While the tasks facing Gribetz appear daunting, to say the least, there are those who believe that the May 30 deadline for a final distribution plan will not be delayed.

“We’re totally committed to that date,” said Burt Neuborne, the court- appointed settlement counsel. “The money should be in the hands of those who need it.”

Neuborne is also the lead attorney for the plaintiffs in the German slave-labor fund, which puts him in a position to monitor how the actions of one fund will affect the other.

He, like others involved in the process, made it clear that he is quite sensitive to the needs of Shoah survivors. But it remains to be seen whether all the complexities involved will inevitably lead to delays beyond their control.

When the first Swiss allocation hearing is held, all eyes will be on Gribetz.

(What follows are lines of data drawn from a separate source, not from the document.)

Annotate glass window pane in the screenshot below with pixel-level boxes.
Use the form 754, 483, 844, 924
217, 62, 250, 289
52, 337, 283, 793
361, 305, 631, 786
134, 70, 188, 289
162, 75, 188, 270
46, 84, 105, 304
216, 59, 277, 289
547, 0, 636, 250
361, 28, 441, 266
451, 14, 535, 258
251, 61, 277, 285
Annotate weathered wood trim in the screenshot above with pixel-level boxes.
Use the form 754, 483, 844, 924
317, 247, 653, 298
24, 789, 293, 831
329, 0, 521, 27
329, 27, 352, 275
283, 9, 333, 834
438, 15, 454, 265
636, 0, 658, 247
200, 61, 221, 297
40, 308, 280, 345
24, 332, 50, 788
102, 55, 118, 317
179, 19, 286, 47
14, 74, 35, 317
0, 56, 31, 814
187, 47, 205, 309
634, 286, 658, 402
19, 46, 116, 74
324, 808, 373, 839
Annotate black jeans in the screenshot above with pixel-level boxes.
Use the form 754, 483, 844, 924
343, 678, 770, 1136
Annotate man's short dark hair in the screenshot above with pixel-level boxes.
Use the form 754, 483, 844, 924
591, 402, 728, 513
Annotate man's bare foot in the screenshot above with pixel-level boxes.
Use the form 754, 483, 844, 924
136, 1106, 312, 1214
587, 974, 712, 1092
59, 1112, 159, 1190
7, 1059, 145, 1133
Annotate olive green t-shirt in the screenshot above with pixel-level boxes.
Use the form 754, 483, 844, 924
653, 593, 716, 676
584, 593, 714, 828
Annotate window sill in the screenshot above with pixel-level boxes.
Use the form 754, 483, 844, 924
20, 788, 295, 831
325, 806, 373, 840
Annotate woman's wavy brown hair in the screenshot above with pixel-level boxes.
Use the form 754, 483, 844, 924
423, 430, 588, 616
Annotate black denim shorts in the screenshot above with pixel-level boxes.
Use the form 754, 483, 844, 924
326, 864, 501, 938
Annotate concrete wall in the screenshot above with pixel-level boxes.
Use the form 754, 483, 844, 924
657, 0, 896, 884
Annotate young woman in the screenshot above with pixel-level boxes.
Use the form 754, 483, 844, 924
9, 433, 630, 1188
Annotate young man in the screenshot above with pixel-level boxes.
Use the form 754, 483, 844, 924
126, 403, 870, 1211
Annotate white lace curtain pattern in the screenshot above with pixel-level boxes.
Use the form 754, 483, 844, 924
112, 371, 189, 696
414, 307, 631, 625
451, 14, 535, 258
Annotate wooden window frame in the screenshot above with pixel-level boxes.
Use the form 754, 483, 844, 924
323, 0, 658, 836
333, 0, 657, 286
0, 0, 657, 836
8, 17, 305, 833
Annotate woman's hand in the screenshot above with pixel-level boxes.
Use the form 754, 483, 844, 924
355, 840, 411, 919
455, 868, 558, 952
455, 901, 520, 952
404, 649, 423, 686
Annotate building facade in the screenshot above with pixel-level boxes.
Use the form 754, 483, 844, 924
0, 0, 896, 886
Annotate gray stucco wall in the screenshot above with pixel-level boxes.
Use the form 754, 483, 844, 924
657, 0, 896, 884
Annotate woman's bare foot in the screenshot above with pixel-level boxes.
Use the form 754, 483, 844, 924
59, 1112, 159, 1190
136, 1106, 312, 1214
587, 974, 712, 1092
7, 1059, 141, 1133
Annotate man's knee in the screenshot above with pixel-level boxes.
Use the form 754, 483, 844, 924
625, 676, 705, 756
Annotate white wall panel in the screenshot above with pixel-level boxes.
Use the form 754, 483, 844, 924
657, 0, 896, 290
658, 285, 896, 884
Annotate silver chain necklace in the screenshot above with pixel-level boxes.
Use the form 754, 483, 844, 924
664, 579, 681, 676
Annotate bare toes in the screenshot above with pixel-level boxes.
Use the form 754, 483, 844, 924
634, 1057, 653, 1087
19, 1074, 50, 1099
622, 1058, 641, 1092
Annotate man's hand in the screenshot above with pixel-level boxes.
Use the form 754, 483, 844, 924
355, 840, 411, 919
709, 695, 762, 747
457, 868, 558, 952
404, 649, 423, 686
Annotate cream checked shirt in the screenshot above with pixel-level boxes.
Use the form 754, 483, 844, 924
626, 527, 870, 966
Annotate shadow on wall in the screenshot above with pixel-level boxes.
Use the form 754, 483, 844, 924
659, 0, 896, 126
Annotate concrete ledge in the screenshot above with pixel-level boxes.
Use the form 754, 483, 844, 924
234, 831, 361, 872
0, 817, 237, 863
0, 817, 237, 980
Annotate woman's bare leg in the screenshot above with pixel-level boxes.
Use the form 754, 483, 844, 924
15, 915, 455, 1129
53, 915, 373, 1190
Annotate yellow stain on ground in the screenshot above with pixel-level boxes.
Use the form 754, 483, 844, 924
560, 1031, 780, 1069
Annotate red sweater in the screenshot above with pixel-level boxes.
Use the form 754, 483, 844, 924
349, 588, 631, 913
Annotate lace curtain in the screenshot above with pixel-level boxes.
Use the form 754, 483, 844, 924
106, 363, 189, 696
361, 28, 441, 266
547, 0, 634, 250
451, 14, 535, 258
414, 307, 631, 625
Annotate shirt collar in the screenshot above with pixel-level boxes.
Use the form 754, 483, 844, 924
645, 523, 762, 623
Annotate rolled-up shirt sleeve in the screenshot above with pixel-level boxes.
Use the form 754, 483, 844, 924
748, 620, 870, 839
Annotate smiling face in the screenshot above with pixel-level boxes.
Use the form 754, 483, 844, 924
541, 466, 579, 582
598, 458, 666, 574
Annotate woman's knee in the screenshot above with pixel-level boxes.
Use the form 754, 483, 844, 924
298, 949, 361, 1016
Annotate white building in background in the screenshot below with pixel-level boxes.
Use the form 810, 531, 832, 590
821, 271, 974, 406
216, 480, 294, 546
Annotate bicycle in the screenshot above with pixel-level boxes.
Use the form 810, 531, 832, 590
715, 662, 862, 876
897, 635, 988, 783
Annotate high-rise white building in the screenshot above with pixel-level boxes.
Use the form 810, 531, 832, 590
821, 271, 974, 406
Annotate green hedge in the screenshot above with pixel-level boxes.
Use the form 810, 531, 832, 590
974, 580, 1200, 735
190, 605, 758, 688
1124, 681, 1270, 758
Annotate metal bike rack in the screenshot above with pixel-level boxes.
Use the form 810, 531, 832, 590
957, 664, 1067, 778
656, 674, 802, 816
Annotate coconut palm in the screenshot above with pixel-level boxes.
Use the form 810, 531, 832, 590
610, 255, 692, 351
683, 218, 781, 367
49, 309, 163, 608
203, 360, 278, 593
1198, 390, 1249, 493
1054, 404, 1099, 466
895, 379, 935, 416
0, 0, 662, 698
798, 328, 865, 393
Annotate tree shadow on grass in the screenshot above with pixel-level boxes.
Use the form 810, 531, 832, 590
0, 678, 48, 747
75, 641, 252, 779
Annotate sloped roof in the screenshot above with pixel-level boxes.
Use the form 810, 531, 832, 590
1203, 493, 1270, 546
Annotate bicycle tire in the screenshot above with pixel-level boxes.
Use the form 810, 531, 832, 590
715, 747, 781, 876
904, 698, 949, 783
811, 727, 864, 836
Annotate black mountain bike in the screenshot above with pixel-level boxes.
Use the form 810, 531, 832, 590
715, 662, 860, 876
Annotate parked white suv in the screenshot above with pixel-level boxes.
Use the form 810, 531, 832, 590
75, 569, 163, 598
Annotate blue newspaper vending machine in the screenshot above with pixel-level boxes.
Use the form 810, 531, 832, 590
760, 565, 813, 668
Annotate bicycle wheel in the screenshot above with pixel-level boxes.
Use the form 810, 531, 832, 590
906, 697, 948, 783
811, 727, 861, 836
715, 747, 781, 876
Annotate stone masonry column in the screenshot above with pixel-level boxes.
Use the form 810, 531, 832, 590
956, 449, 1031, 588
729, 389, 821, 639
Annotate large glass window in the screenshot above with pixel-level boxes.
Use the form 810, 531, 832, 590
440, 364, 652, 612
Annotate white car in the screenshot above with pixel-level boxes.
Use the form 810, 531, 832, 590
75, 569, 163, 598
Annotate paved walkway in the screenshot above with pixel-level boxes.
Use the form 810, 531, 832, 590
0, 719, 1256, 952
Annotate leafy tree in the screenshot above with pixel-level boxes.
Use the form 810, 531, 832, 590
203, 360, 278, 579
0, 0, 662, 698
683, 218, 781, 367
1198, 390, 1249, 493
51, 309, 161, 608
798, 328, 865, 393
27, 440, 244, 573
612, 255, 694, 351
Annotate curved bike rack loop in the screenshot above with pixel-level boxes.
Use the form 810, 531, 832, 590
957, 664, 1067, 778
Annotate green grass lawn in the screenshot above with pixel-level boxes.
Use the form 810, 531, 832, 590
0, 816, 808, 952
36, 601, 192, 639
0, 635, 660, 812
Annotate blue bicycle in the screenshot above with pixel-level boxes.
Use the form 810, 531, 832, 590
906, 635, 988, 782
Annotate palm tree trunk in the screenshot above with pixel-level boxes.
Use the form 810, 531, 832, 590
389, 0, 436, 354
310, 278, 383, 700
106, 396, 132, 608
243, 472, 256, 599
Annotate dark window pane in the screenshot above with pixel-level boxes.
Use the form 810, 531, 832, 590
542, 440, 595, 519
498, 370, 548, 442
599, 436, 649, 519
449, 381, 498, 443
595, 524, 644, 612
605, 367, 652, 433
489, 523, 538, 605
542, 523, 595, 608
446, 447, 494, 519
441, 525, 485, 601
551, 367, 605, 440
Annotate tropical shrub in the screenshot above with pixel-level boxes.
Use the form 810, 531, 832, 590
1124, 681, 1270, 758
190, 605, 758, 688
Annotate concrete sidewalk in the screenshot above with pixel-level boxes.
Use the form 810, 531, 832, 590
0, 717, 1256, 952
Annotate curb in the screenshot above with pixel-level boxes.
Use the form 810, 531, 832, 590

A longtime Jewish activist who formerly served as chairman of the National Jewish Community Relations Advisory Council and the Hebrew Free Loan Society, Gribetz will make his recommendations based on hundreds of proposals and suggestions he received from around the world since his appointment as special master.

Those proposals were submitted by a wide range of parties — including organizations, educational institutions and individual Holocaust survivors.

The Swiss fund is expected to pay the claims of survivors or their heirs, but because some victims of the Holocaust died heirless, some of the organizations are suggesting that moneys from the fund be directed to groups that help Holocaust survivors or perpetuate the memory of the Shoah.

Predictably, many of the organizations that made recommendations to Gribetz came up with competing claims for how the moneys be used, with some suggesting that a portion of the settlement go to causes with which they themselves are involved.

Then there were the recommendations from individual Holocaust survivors.

Among them was one from a woman who identified herself only as Agnes.

“After the claims are paid of those who are able to prove that their family had money deposited in Swiss banks, a fund should be established with the remaining money for the purpose of paying the cost of each and every survivor’s nursing-home care when the time comes that they need it,” she wrote Gribetz.

“This would be much more dignified for us than paying off the sufferings of the victims of the Holocaust with a few hundred dollars each, and giving hundreds of thousands of dollars to institutions which will only take us if we give them our last penny.”

Without doubt, determining how the allocations are made will demand the wisdom of Solomon.